To examine biological function of histone coacetylation, we performed gene ontology (GO) enrichment analysis4851. To evaluate the proportion of AD-PRS effect on motor function explained by endophenotypes, we compared the variance of motor function explained by AD-PRS and that given each molecular phenotype estimated by relaimpo R package52. To infer the relationships among AD-PRS, endophenotypes, and a motor function, we used a Bayesian network (BN) framework53,54. Details were described in the Supplementary Methods.

Results

AD-PRS is associated with motor function in older adults

To investigate the effect of AD-PRS on motor functions, we focused on two motor phenotypes: global parkinsonism score and global motor score. We generated the AD-PRS based on GWAS summary statistics for Alzheimer’s dementia from IGAP43, each with varying p value criteria for SNP inclusion. We then tested the association of AD-PRSs with motor scores via linear regression. We set a significance threshold at p value of 0.001, as recommended47. The AD-PRS based on IGAP showed associations with both the global parkinsonism and global motor scores with an SNP inclusion threshold of p < 0.5 (Fig. 1b and Supplementary Table 4). To increase the robustness of our findings, we generated another AD-PRS based on GWAS for family history of Alzheimer’s dementia from CCACE44. As expected from the correlation between these AD-PRSs (Supplementary Fig. 1), the same association trends were observed for the AD-PRS based on the CCACE study (Fig. 1b). We also calculated the PD-PRSs46, to examine whether genetic risk for PD explains some variances of motor dysfunctions in older adults. However, the PD-PRSs were not associated with the motor scores, but moderately with the clinical diagnosis of Parkinson disease (PD-PRS with a SNP inclusion threshold of 0.5, odd ratio = 1.2, p = 0.0008) (Fig. 1b). Conversely, the AD-PRSs were not associated with the incidence of PD (Fig. 1b).

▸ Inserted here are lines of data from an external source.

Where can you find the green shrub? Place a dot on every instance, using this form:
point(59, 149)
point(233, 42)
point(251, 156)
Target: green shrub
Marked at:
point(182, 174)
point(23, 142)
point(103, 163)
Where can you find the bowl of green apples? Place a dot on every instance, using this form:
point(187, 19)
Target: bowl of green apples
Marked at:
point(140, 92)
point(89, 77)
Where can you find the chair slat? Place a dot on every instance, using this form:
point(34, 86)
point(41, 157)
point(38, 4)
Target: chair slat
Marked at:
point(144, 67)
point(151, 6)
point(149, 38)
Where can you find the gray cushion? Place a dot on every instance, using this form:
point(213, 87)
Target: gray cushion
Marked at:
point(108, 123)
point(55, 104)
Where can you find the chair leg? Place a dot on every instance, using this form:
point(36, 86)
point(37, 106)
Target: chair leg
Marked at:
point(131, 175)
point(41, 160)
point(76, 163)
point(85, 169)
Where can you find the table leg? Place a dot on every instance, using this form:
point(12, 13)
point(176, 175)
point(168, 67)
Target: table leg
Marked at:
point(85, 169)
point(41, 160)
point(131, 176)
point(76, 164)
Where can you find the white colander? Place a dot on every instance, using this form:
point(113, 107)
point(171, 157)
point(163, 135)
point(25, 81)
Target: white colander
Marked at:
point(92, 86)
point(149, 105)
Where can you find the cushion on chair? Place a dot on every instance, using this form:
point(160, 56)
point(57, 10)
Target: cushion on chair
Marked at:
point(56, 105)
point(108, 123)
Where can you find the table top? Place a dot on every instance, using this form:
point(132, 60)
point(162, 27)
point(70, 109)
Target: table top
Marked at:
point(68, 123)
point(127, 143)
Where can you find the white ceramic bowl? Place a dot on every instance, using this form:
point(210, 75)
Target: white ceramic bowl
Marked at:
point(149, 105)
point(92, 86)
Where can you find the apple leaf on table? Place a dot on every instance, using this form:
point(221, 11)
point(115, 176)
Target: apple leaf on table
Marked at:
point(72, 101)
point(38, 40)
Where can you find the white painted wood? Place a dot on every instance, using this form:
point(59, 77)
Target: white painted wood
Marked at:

In further analyses, we examined whether the AD-PRS was differentially associated with the four parkinsonian signs used to construct global parkinsonism or the five motor abilities used to construct the global motor score. We used PRSs with a SNP inclusion threshold of 0.5 for the remaining analyses. The AD-PRSs showed strong associations with gait and rigidity domains in global parkinsonism score and dexterity and hand strength domain in global motor score, whereas tremor and balance ability assessed by stand tests were not associated with the AD-PRSs (Fig. 1c and Supplementary Table 5). These motor functions also showed significant (p < 0.05) or nearly significant associations with AD-PRS based on either IGAP, CCACE, or both in a participant group of Alzheimer’s dementia (N = 557). Conversely, these associations were not seen in a participant group of non-demented individuals (N = 1211) (Supplementary Table 6); this suggested that AD-PRS contributes to the motor impairment tied with dementia. Since the APOE/TOMM40 locus contains the strongest genetic risk factor for Alzheimer’s dementia, we examined the effect of APOE/TOMM40 on these associations by generating the AD-PRSs without APOE/TOMM40 SNPs and also evaluating the independent contribution of APOE/TOMM40 SNPs. The AD-PRSs without the APOE/TOMM40 SNPs remained associated with the composite motor scores and domain scores to a similar extent as the AD-PRSs including APOE/TOMM40 SNPs (Fig. 1c and Supplementary Table 5). APOE/TOMM40 SNPs were moderately associated with the dexterity domain of the global motor score (p = 0.002) (Fig. 1c), but the overall impact on motor function was limited.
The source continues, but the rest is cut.